Israel’s military has admitted to killing Palestinians seeking aid at distribution points in Gaza run by a US-Israeli-owned Gaza Humanitarian Foundation (GHF), as NGOs called for the current deadly aid distribution system to be shut down.

Senior Israeli officers from the army’s southern command confessed on Monday that some operations had involved “uncalculated and inaccurate” fire, resulting in civilian casualties.

In one such incident, between 30 and 40 Palestinians were killed or wounded near an aid site. The army claims it has since changed its tactics and issued new guidance to “avoid” harming civilians, though it did not say when the changes were made or what they involved.

Calls for GHF to be closed

Palestinian authorities and aid groups have confirmed that over 500 Palestinians have been killed and almost 4,000 injured while seeking aid, since GHF began operations in late May.

More than 130 charities and NGOs signed a petition on Tuesday, saying that starving Palestinians are frequently targeted by the Israeli military while seeking aid, and calling for GHF to be disbanded. 

Their joint statement accuses Israeli forces and armed groups of “routinely” opening fire on civilians seeking aid, adding: “Today, Palestinians in Gaza face an impossible choice: starve or risk being shot while trying desperately to feed their families.”

Children, including orphans and their caregivers, are among the dead, with minors harmed in more than half of the attacks.

The statement described the GHF as “a deeply flawed and dangerous alternative to established humanitarian mechanisms”. It said it “forces desperate civilians to cross active conflict zones to access aid, only to be met with live fire”.

“Today, Palestinians in Gaza face an impossible choice: starve or risk being shot,” the organisations wrote. “This is not humanitarian aid – it is a deadly trap.”

The organisations demanded a return to neutral, community-based humanitarian delivery, led by the UN and protected by international law. “The GHF must be dismantled before more lives are lost”.

Now, after repeatedly denying that civilians were being shot and killed, the military appears to have now admitted major errors in the handling of the aid stations.

An internal investigation into the matter has concluded that “lessons were learned”, while an army spokesperson added that incidents involving civilian casualties at distribution points were under review.

Despite this, Israeli forces on Tuesday killed at least 16 Palestinians seeking aid near the Netzarim Corridor. In a separate massacre in Gaza City, at least 39 Palestinians, including journalists using a cafe’s wifi, were killed.

Since launching its ground offensive in Gaza, Israel has killed nearly 600 Palestinians at or near aid sites, with over 4,000 others wounded.

The admissions come after Israeli soldiers told Haaretz last week they were ordered to open fire on Palestinians, including women and children, near food convoys.

UN and rights groups condemn aid site violence

UN officials and rights groups have strongly condemned the ongoing massacres at aid sites, warning that the current model of food distribution in Gaza was putting civilians directly in harm’s way.

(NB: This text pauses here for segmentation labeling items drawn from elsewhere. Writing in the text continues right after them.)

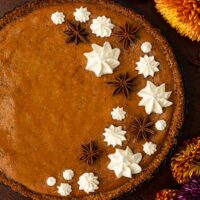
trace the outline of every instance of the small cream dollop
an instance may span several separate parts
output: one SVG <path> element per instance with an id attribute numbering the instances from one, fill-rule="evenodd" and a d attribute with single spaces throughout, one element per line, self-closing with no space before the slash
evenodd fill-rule
<path id="1" fill-rule="evenodd" d="M 87 194 L 95 192 L 99 187 L 98 177 L 93 173 L 84 173 L 79 177 L 79 190 L 83 190 Z"/>
<path id="2" fill-rule="evenodd" d="M 56 25 L 62 24 L 63 22 L 65 22 L 65 15 L 63 12 L 57 11 L 51 15 L 51 20 Z"/>
<path id="3" fill-rule="evenodd" d="M 157 145 L 152 142 L 146 142 L 143 145 L 143 151 L 149 156 L 153 155 L 157 151 Z"/>
<path id="4" fill-rule="evenodd" d="M 111 112 L 112 118 L 118 121 L 122 121 L 125 119 L 126 112 L 123 108 L 117 107 L 113 108 L 113 111 Z"/>
<path id="5" fill-rule="evenodd" d="M 94 33 L 97 37 L 110 37 L 112 34 L 112 29 L 114 28 L 114 24 L 112 24 L 111 19 L 105 16 L 97 17 L 93 19 L 90 28 L 92 33 Z"/>
<path id="6" fill-rule="evenodd" d="M 144 42 L 142 43 L 141 45 L 141 50 L 144 52 L 144 53 L 149 53 L 152 49 L 152 45 L 150 42 Z"/>
<path id="7" fill-rule="evenodd" d="M 74 12 L 74 17 L 76 21 L 85 23 L 90 19 L 91 13 L 87 10 L 87 8 L 83 8 L 82 6 L 80 8 L 76 8 L 76 11 Z"/>
<path id="8" fill-rule="evenodd" d="M 71 169 L 66 169 L 64 172 L 63 172 L 63 178 L 67 181 L 70 181 L 72 180 L 74 177 L 74 172 L 73 170 Z"/>
<path id="9" fill-rule="evenodd" d="M 167 126 L 167 123 L 165 120 L 158 120 L 155 124 L 156 126 L 156 129 L 159 130 L 159 131 L 163 131 L 165 130 L 166 126 Z"/>
<path id="10" fill-rule="evenodd" d="M 70 195 L 70 193 L 72 192 L 72 186 L 68 183 L 61 183 L 60 186 L 58 186 L 57 188 L 58 193 L 64 197 Z"/>
<path id="11" fill-rule="evenodd" d="M 54 186 L 56 184 L 56 178 L 54 178 L 54 177 L 49 177 L 48 179 L 47 179 L 47 185 L 48 186 Z"/>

The GHF, which uses private US security and logistics contractors, bypasses the UN-led humanitarian system that Israel claims Palestinian armed groups exploited.

The UN has rejected that justification, describing the GHF’s model as both unsafe and in violation of humanitarian principles.

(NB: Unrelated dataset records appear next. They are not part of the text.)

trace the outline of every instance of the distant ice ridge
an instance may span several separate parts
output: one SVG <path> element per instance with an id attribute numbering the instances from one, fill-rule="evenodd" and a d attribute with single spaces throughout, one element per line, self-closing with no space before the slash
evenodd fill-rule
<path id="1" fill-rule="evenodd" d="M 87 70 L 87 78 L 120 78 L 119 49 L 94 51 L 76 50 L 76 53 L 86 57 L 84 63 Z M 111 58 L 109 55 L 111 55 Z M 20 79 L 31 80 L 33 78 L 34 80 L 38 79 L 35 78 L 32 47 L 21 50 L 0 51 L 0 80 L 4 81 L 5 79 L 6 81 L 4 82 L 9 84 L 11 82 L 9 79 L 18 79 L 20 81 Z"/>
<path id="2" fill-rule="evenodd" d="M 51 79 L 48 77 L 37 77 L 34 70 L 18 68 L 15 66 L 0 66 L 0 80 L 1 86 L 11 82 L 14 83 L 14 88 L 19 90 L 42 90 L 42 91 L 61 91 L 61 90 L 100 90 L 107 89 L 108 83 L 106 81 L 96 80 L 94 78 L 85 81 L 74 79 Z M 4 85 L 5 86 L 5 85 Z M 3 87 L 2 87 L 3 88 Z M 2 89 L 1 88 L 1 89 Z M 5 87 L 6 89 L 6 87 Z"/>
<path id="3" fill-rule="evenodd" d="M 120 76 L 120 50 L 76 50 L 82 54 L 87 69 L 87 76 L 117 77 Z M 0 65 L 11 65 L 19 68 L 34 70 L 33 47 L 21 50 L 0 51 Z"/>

The GHF replaced more than 400 community-based aid points used during the temporary Israel-Hamas ceasefire with just four military-controlled distribution sites.

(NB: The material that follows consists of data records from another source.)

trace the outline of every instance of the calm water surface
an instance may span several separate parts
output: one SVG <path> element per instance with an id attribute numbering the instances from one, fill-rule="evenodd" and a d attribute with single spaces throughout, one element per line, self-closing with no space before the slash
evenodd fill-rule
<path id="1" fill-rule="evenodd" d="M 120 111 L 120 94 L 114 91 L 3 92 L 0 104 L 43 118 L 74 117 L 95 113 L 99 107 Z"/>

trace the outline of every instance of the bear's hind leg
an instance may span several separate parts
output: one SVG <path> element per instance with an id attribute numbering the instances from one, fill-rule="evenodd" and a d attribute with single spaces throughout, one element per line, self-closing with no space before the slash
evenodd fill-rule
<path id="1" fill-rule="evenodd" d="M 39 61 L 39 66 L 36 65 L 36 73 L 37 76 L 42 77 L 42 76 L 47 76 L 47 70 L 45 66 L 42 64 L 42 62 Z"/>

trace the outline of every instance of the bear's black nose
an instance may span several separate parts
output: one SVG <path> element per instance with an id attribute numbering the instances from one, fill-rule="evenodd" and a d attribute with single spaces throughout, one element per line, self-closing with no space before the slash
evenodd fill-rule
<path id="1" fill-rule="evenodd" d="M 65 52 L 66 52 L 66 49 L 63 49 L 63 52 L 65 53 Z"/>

UN agencies have repeatedly condemned the model, saying it violates humanitarian norms and forces two million people into overcrowded, militarised zones under daily threat of gunfire.

“Any operation that channels desperate civilians into militarised zones is inherently unsafe. It is killing people,” UN Secretary-General António Guterres said.

Jonathan Whittal, head of OCHA in the occupied Palestinian territories, said on Sunday that the fuel blockade and militarised aid distribution had led to a “systematic collapse of life-sustaining services”.

“Unless the total blockade on fuel entering Gaza is lifted, we will face more senseless and preventable death. These are conditions created to kill,” he warned.

The Israeli army claims over 50 million food rations have entered Gaza since October 2023, but humanitarian groups say access remains dangerously unequal.

The UN continues to document systematic attacks on civilians seeking aid. The World Health Organisation (WHO) has recorded 734 attacks on Gaza’s healthcare infrastructure since the war began.